4.1  Overview

Spintronics emerged with the discovery of the giant magnetoresistance (GMR) of magnetic multilayers in 1980s [30, 31] which brought the Nobel prize to Fert and Grünberg in 2007 [24]. Spintronic devices exploit the electrons’ spin degree of freedom to provide novel functional properties. Spin dependent tunneling in magnetoresistive devices with a tunnel barrier junction structure shows a higher resistance as well as a higher resistance modulation compared to other magnetoresistive devices [32]. Therefore, magnetic tunnel junctions (MTJs) are very favorable for magnetoresistive random-access memory (MRAM) technology [22, 23]. Despite the advantages of CMOS compatibility, high speed, and unlimited endurance, the first generation of MTJs [41, 42, 43], which utilized Oersted fields for the magnetization switching, was unfavorable in terms of scalability and energy consumption. By using the spin-transfer torque [44, 45] switching technique [46, 47], the second generation of the MTJ (STT-MTJ) [48, ?, 49] eliminates the need for current lines adjacent to memory cells, which were required previously for generating a switching field. Thus, by using the same lines for reading and writing operations, the STT-MTJ is more scalable and allows for smaller switching energies [22, 23].

As one of the most promising non-volatile storage technologies, STT-MTJ is also attractive for non-volatile logic applications to overcome scaling obstacles of CMOS logic circuits like the leakage power issue [37, 51, 52, 53, 54, 55, 56, 57, 58, 59]. By using the STT-MTJ technology the effective area and interconnection delay can be reduced due to an easy three-dimensional integration of the MTJs on top of the CMOS layers (Fig. 4.1).

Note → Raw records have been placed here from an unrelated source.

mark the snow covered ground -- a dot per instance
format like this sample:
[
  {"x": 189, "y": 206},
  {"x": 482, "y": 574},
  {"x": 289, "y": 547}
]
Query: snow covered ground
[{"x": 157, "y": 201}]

However, in hybrid CMOS/MTJ logic circuits the MTJs are used only as ancillary devices, which store solely the computation results. Therefore, sensing amplifiers [168] are required to read the data at each logic stage and to provide the next stage with an appropriate voltage or current signal as input. This increases the device count, delay, and power consumption. In addition, the generalization to large-scale logic systems is problematic. The use of spintronic devices as the main computing elements (logic gates) in novel computational architectures is a promising solution to address the above-described issues. The focus of this chapter is stateful logic gates which employ spintronic devices as logic gates.


PIC

Figure 4.1.: Logic-in-memory architecture and the three-dimensional structure of the magnetic logic circuits.